La diabetes es una enfermedad metabólica en la que el cuerpo no tiene suficiente insulina, ya sea porque no es fabricada en cantidades correctas o porque, a pesar de haber mucha en circulación, las células del cuerpo no la reconocen. Como primeras medidas el paciente diabético deberá controlar su glucemia (o cantidad de glucosa en sangre) por el resto de su vida, a veces con una dieta acorde, otras veces con medicación y en algunas ocasiones con ambas. Sin embargo, más allá de los valores en sangre, existen otras complicaciones.

Alteraciones vasculares

La principal consecuencia de la diabetes se encuentra en los vasos sanguíneos, que se endurecen lentamente disminuyendo el aporte de sangre a cada región. Algunos órganos del cuerpo son, naturalmente, más sensibles al aporte sanguíneo y por eso sufren esta deficiencia primero. Ellos son el cerebro, el corazón, las retinas de los ojos y el riñón. Y, como es de suponer, aquellas zonas que están más lejos del corazón tienen normalmente menos recambio sanguíneo y es más dificultoso el retorno venoso. Y por ello los pies se afectan notablemente.

Neuropatía diabética

La poca irrigación altera la correcta conducción de los nervios, lo que se conoce como neuropatía diabética.
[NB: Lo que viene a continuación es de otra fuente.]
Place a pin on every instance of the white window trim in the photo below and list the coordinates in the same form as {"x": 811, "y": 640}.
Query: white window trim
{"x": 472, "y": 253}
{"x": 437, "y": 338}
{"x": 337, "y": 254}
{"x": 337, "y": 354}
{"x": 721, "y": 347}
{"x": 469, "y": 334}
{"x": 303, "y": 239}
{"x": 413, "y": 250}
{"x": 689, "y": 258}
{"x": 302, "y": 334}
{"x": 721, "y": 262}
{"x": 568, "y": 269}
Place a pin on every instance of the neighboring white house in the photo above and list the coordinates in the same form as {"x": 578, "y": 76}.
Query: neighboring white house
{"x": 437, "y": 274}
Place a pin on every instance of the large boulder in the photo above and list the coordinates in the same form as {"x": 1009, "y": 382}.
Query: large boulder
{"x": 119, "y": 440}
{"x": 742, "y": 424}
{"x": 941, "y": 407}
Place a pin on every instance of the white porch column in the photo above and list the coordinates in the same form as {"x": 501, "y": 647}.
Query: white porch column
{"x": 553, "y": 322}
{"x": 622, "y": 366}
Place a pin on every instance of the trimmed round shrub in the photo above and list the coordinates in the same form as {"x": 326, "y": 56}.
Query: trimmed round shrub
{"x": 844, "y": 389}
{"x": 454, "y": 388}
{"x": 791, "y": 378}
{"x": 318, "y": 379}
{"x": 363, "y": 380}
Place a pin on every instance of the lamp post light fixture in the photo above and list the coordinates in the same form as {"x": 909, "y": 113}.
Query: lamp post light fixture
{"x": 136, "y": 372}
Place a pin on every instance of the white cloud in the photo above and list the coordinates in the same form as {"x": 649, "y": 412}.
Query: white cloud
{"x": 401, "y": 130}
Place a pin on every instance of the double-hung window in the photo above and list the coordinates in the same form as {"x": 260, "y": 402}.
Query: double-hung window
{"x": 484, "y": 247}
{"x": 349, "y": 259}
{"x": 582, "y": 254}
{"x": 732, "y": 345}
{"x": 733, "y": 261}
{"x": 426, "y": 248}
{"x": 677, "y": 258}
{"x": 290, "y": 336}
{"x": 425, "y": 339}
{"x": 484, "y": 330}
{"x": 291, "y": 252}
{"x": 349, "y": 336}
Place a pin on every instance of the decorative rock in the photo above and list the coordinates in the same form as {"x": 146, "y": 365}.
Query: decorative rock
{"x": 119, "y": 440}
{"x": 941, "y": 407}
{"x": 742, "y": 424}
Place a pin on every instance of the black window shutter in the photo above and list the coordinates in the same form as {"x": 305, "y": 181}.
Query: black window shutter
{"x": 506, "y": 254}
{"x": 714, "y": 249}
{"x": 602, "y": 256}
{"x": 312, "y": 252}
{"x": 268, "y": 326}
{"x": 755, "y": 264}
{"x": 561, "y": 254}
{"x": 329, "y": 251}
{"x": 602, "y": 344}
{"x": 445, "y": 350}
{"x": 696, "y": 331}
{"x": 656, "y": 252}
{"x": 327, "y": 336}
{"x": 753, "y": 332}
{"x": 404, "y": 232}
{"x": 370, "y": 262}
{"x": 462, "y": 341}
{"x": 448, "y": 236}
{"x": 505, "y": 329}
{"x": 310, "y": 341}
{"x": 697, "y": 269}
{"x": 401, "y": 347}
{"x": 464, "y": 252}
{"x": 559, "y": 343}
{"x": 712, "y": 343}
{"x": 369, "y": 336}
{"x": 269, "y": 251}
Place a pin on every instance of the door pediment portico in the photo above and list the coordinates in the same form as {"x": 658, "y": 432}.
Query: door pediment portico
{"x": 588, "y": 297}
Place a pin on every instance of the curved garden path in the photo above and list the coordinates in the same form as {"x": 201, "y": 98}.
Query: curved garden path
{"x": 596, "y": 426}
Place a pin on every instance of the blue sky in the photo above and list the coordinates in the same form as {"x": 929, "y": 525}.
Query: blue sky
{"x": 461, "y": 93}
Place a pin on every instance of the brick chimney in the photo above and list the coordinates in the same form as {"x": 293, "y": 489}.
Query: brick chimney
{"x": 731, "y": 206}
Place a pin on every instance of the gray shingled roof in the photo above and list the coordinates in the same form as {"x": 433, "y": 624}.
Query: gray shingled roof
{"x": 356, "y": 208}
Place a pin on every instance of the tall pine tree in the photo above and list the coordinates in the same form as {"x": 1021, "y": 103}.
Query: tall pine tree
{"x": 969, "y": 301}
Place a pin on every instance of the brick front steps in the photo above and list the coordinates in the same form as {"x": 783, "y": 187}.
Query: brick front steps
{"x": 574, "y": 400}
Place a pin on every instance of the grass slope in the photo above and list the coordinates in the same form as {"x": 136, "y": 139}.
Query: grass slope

Los nervios son los encargados de informar sobre presiones, sensibilidad, posición del cuerpo y dolor. Por eso junto con la alteración sanguínea se suma la deficiencia nerviosa. El paciente puede perder la sensibilidad o, por el contrario, dolerle mucho más sus pies. A veces siente cosquilleos, quemazón, picazón. Los músculos también se debilitan y comienzan a doler. Cuando estas alteraciones progresan con el tiempo, el pie se necrosa en sus tejidos profundos, se infecta y se destruyen sus estructuras. Eso es lo que se conoce como “Pie diabético”.

Cuidado de los pies

  • Revisarlos diariamente en busca de lastimaduras que pudieron no haberse sentido.
  • Elegir cuidadosamente el calzado: debe quedar cómodo y ser acolchonado.
  • No usar zapatos sin medias.
  • Evitar las temperaturas extremas en los pies.
  • Tener mucho cuidado para cortarse las uñas o quitarse callos. La ayuda de un podólogo puede ser fundamental.
  • Si se anda descalzo, hacerlo con precaución para evitar lesiones.
  • Masajear suavemente los pies puede aliviar las molestias, por eso la reflexología puede ser de utilidad.
  • También puede servir hacerse masajes con una pelotita de tenis contra el suelo.
  • Usar cremas humectantes y nutritivas cada día para evitar que se seque y quiebre la piel.
  • La hidroterapia favorece la circulación sanguínea, así que es conveniente el contacto frecuente con el agua.
  • Los aparatos de fisioterapia también ayudan a mejorar la sintomatología. Acudir a un kinesiólogo.
  • Caminar o hacer ejercicio mejora el desempeño cardiovascular y con ello, la circulación general.
  • Evitar permanecer mucho tiempo con los pies en una misma posición. Para ello, es conveniente rotar los tobillos y mover los dedos para arriba y para abajo, varias veces.
  • Si se viaja sentado muchas horas, intentar elevar los tobillos por encima de la cadera.
  • No utilizar ropas ajustadas como medias pequeñas, cinturones o jeans.
La neuropatía manifestada en los pies es el menor de los males que puede sufrir un diabético, ya que es mucho más grave que se vean afectados otros órganos vitales como el corazón, el riñón o el cerebro. Sin embargo, es causa de preocupación constante y no debe dejarse de tener precaución y cuidarlos como es debido.